I tak, i nie. Gdy sama jeździłam do szkoły autobusem, kontrolerzy, owszem, pracowali w parach, z tym, że jeden zawsze wchodził przednim wejściem, a drugi tylnim. Przy bardzo zatłoczonym autobusie, nie zawsze była możliwość bycia świadkiem. Na przykład zdarzyło mi się kiedyś jechać bez biletu i zostałam złapana przez kontrolera. Podczas gdy ten wypisywał mi mandat, drugi wciąż sprawdzał bilety pozostałym pasażerom. Żaden trzeci "tajny detektyw" nie wchodził w grę, bo nikogo wokół nas nie było, staliśmy na uboczu, więc gdybym chciała zaproponować łapówkę, to żadnych świadków by nie było.

Gro9

"Kontrolerzy chodzą w parach"
Ech ty światowcu za dyche.... zobaczyłbyś troche Polski to byś zmądrzał. np. w Rzeszowie - fakt chodzą parami, ale już w Przemyślu często, gęsto kontroler jest jeden.
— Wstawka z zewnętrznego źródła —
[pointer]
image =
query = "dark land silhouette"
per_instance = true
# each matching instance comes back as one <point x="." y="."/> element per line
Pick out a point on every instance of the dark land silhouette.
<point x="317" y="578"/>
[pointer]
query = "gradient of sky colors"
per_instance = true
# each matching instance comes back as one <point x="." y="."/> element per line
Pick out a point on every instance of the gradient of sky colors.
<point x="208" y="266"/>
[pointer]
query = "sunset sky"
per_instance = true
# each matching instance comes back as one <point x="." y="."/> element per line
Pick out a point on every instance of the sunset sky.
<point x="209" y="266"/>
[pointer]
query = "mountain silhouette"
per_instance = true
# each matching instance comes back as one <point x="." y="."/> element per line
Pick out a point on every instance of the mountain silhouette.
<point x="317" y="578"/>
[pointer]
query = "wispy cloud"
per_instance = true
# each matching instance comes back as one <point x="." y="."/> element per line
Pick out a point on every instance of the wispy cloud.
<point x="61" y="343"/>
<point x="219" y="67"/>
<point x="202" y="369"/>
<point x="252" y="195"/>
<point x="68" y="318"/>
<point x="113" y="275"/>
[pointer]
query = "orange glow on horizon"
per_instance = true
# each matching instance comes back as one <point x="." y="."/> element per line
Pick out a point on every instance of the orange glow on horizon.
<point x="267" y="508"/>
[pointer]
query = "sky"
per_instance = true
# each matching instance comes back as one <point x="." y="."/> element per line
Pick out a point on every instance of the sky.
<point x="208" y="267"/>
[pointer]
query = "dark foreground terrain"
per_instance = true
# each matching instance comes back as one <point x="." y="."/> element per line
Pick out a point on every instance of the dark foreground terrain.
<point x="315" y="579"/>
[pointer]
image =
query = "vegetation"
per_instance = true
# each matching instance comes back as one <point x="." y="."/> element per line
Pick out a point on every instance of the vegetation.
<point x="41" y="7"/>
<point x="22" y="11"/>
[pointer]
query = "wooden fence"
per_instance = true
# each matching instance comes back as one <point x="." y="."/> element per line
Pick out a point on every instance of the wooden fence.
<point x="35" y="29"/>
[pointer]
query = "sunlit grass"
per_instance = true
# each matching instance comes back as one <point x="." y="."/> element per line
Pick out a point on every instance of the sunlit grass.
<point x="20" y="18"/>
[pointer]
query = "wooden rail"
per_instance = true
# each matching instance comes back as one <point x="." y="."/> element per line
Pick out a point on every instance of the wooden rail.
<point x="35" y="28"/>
W wielu miasteczkach podobnie.

Selevan1

No nawet w dużych często jest tak że jeden spisuje a drugi sprawdza np w innej części tramwaju. Poza tym, aż tak cię dziwi że ojciec miał w kieszeni pięć kafli a synek nie miał na bilet? Nie przyszło ci do głowy że młody jak to młody zamiast kupić bilet to wolał przeznaczyć na coś innego? Albo że omg, zapomniał też kasy?

Darkeagle8

To nie jest polskie "pisarstwo", tylko wypociny ludzi, często nastolatków, którym nudzi się tak bardzo, że nie ograniczają się już do samego czytania bzdetnych anonimowych historii pisanych przez elementy szarej masy. Polskie pisarstwo ma się bardzo dobrze.

HellBlazer

Uwielbiam ludzi, którzy na kilka argumentów czepiają się jednego (i to jeszcze używając zwrotu "może") i uważają, że ja jedna "może" rzecz jest wystarczająca. Może dzieciak wydał na coś innego... Gdzieś tam w jakimś mieście chodzili pojedynczo... I mój faworyt : ten, w którym ktoś źle coś zrozumiał i piszę, że jak jest tłum to i tak dwóch kontrolerów to za mało (sic!) i jeszcze gdzieś detektywa dopisuje, którego uwaga... Nie widziała

NOTHING000 Odpowiedz

I pptem rosną tacy "prawnicy" czy przedstawiciele innych zawodów, którzy przyzwyczajają się, że odpowiednie układy za nich wszystko załatwią, a oni mogą mieć w powazaniu zasady...

bazienka Odpowiedz

jest cos takiego jak znikoma szkodliwosc spoleczna i np. przy ustawie o narkotykach mozna sie powolac na to, z ekaranie jest niecelowe- niewielka szkodliwosc, niewielki efekt a lamiesz mlodemu czlowiekowi zycie
inna rzecz, ze przestepstwo falszerstwa jest kryminalizowane w calosci nie bez powodu ( w sensie przygotowania rowniez, w drodze wyjatku, bo wiekszosc art kk karalnosc zaczyna od usilowania)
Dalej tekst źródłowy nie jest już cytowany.